An Indigenous Tribe Taught Her The Cure For Back Pain. This Is What She Learned
June 8, 2015
Esther Gokhale of Palo Alto, California, has struggled with back pain her entire life. Determined to find a natural cure, she spent years studying indigenous tribes where back pain hardly exists.
Gokhale spent 10 years visiting cultures around the world that live far away from modern life.
"I have a picture in my book of these two women who spend seven to nine hours everyday, bent over, gathering water chestnuts," Gokhale told NPR. "They're quite old. But the truth is they don't have a back pain."
She noticed the shape of their spines was different from western civilization's - instead of an "S" shape, they had more of a "J" shape. This same "J" shape is what you see in old paintings, ancient Greek statues, and young children.
Courtesy of Esther Gokhale and Ian Mackenzie/Nomads of the Dawn
Gokhale worked on achieving this "J" shape and her back pain has disappeared. Now she helps clients across the country relieve their pain, including big names like YouTube CEO Susan Wojcicki and Matt Drudge of the Drudge Report, NPR reports. She gives classes at some of the world's biggest companies including Google and Facebook.
So how can you achieve this "J" shaped spine? Gokhale recommends these exercises while you're working at your desk, sitting at the dinner table or walking around:
1. Do a shoulder roll.
Americans tend to scrunch their shoulders forward, so our arms are in front of our bodies. That's not how people in indigenous cultures carry their arms, Gokhale says. To fix that, gently pull your shoulders up, push them back and then let them drop - like a shoulder roll. Now you're arms should dangle by your side, with your thumbs pointing out. "This is the way all your ancestors parked their shoulders," she says. "This is a natural architecture for our species."
2. Lengthen your spine.
Adding extra length to your spine is easy, Gokhale says. Being careful not to arch your back, take a deep breath in and grow tall. Then maintain that height as you exhale. Repeat: Breathe in, grow even taller and maintain that new height as you exhale. "It takes some effort, but it really strengthens your abdominal muscles," Gokhale says.
3. Squeeze, squeeze your glute muscles when you walk.
In many indigenous cultures, people squeeze their gluteus medius muscles (situated on the outer surface of the pelvis) every time they take a step. That's one reason they have such shapely buttocks muscles that support their lower backs.

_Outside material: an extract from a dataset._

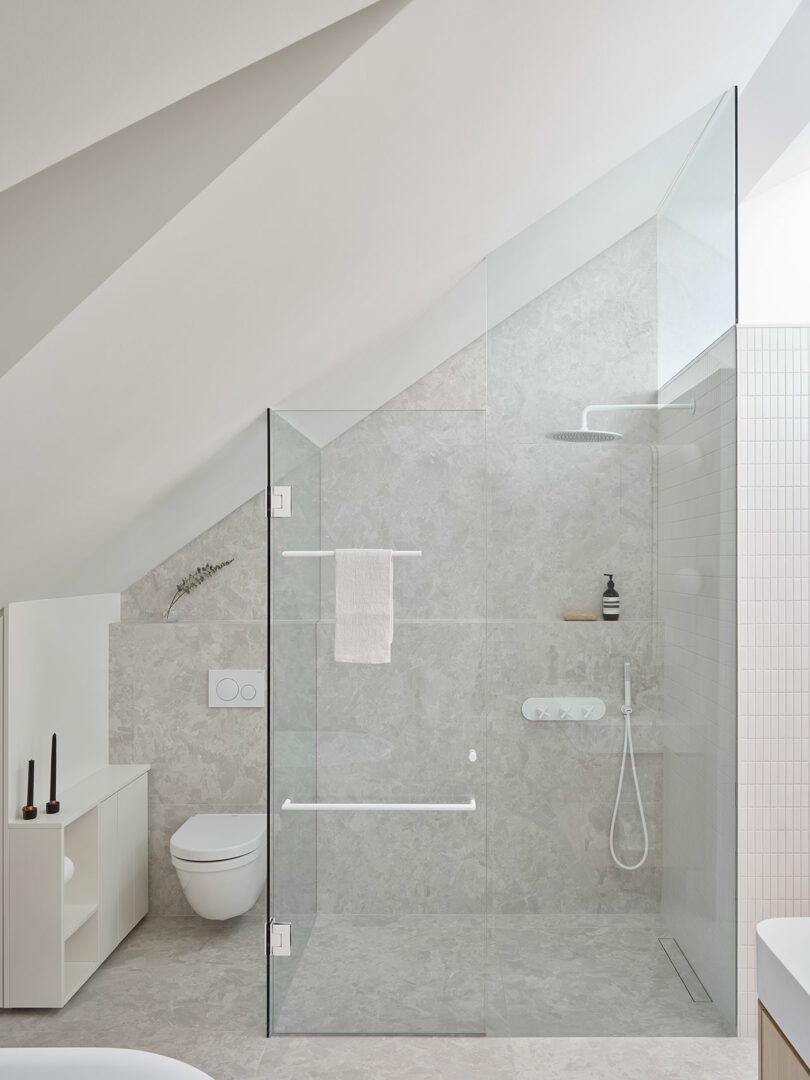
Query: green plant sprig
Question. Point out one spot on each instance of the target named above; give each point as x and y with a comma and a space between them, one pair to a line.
193, 580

Gokhale says you can start developing the same type of derriere by tightening the buttocks muscles when you take each step. "The gluteus medius is the one you're after here. It's the one high up on your bum," Gokhale says. "It's the muscle that keeps you perky, at any age."
4. Don't put your chin up
Instead, add length to your neck by taking a lightweight object, like a bean bag or folded washcloth, and balance it on the top of your crown. Try to push your head against the object. "This will lengthen the back of your neck and allow your chin to angle down - not in an exaggerated way, but in a relaxed manner," Gokhale says.
5. Don't sit up straight!
"That's just arching your back and getting you into all sorts of trouble," Gokhale says. Instead do a shoulder roll to open up the chest and take a deep breath to stretch and lengthen the spine.
The key is to be active, pay attention to your posture, and build your core muscles. Americans are much less active than people in traditional cultures which promotes a lack of muscle tone and a lack of postural stability because the muscles get weak. It's not just the "J" shape - it's what goes into creating the "J" shape that's the key to Gokhale's success.